2.24.2010

This is college:

Wearing mittens, I fumble with my psychopharm note-cards, and drop all 187 of them into a snow bank. The moon waxes as I walk home and the snow glitters like it's absorbing the moon's essence. As I fall into bed, I hear three-part harmony wafting up through the ventilation system because someone's recording music in the basement. I set three alarms so I can get to the Rec Center at 6:30 a.m. for my Frisbee scrimmage, and then I read Clifford Geertz's theory of religion as a cultural system over fried eggs so I can have something intelligent to say in class... which started a minute ago. There is a sub-wufer in my kitchen. My housemate installs surround sound and we dance to Michael Jackson and eat of a massive batch of vegetarian chili. (I'm talking four tablespoons of cumin.) During the Olympics, we argue about whether the hockey man impacting the wall creates a standing wave or a time-dependent wave, and I'm soo tired but I have seven pages to write for tomorrow and I really feel like I need to write in my journal.

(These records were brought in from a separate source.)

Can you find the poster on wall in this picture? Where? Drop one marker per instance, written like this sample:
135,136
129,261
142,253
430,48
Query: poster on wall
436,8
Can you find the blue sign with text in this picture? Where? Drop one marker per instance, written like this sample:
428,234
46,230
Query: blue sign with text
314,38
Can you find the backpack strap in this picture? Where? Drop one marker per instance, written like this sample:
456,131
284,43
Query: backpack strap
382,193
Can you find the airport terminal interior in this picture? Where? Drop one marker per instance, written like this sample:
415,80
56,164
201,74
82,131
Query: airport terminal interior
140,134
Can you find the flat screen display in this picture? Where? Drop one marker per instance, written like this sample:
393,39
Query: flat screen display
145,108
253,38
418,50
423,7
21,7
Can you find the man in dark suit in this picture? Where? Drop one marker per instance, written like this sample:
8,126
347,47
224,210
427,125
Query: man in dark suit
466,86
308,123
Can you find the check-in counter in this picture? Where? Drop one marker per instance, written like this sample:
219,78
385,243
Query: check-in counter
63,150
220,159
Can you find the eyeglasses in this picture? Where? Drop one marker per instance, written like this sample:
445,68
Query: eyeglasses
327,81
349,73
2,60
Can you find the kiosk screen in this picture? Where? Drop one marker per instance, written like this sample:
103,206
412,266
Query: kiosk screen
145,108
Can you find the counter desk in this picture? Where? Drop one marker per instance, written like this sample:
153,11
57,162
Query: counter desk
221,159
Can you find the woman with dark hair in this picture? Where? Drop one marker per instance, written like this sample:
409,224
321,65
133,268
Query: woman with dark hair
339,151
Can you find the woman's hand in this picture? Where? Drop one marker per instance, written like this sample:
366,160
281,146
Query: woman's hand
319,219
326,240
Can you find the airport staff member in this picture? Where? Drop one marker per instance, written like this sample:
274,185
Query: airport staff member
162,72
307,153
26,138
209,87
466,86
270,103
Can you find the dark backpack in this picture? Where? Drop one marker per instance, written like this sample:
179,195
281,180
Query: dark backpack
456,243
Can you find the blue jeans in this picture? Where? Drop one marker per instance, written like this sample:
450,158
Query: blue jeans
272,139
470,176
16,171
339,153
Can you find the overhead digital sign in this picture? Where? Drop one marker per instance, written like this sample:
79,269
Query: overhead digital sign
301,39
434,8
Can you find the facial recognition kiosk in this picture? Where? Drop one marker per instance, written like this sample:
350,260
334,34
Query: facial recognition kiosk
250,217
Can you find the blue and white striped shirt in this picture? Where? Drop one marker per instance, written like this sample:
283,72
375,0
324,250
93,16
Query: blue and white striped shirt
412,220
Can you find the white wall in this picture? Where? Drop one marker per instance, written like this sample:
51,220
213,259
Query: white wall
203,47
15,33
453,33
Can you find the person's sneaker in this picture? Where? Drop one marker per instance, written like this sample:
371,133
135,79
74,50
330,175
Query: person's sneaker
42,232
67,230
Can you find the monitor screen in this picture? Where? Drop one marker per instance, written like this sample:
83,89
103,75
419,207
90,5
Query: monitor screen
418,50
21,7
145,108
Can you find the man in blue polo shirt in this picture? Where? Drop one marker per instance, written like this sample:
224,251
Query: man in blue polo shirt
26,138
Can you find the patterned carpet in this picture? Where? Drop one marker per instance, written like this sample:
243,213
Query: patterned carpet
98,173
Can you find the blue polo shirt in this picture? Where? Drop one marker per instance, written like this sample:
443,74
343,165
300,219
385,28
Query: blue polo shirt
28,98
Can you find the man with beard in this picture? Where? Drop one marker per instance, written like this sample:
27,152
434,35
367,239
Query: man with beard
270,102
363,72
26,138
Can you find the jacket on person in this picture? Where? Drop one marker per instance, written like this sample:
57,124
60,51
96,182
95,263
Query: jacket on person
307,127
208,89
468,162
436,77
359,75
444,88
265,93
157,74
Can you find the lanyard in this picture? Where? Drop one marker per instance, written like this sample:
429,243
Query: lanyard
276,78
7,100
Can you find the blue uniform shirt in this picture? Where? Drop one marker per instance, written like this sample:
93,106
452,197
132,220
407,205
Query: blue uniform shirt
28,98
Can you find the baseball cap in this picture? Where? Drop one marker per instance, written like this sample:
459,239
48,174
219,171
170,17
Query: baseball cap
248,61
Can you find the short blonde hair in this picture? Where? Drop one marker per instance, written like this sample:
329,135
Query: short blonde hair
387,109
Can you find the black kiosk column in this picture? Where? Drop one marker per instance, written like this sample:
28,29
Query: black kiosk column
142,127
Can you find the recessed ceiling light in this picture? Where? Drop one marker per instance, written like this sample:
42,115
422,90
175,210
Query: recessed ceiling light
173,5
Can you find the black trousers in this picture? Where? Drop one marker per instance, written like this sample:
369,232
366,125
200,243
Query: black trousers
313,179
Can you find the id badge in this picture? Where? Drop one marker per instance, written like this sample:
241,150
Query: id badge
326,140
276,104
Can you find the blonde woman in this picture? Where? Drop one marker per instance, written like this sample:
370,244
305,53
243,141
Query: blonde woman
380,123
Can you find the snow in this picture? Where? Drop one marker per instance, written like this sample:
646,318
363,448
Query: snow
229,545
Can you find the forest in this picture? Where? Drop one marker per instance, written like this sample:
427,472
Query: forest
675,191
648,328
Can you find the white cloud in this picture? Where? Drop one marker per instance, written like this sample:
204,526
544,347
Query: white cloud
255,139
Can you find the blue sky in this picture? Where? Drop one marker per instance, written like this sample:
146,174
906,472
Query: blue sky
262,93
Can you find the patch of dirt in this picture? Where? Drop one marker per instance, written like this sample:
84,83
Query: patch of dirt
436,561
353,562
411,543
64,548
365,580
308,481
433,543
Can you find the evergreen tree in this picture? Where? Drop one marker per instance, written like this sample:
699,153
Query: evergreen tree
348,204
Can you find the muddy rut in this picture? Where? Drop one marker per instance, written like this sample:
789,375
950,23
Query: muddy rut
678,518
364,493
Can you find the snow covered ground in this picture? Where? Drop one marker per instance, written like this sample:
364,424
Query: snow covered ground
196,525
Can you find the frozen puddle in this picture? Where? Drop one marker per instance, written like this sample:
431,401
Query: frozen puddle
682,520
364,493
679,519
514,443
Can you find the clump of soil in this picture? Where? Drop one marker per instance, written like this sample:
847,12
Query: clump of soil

I make quick coffee dates and nap on library couches, and can scarcely believe it when loving cardinal couples chirp bravely of spring as they poke their way through the snowdrifts. I laugh so hard that I cry, and I run out to the wind turbine when it's above 20 degrees. The bright-white winter sun burns my eyes, it smells like the Malt-O-Meal factory is making off-brand Co Co Puffs, and I wonder about truth. I wonder whether I should feel guilty about wondering about truth, given that a significant portion of the world is starving. I'm late for something again. I need to start that paper.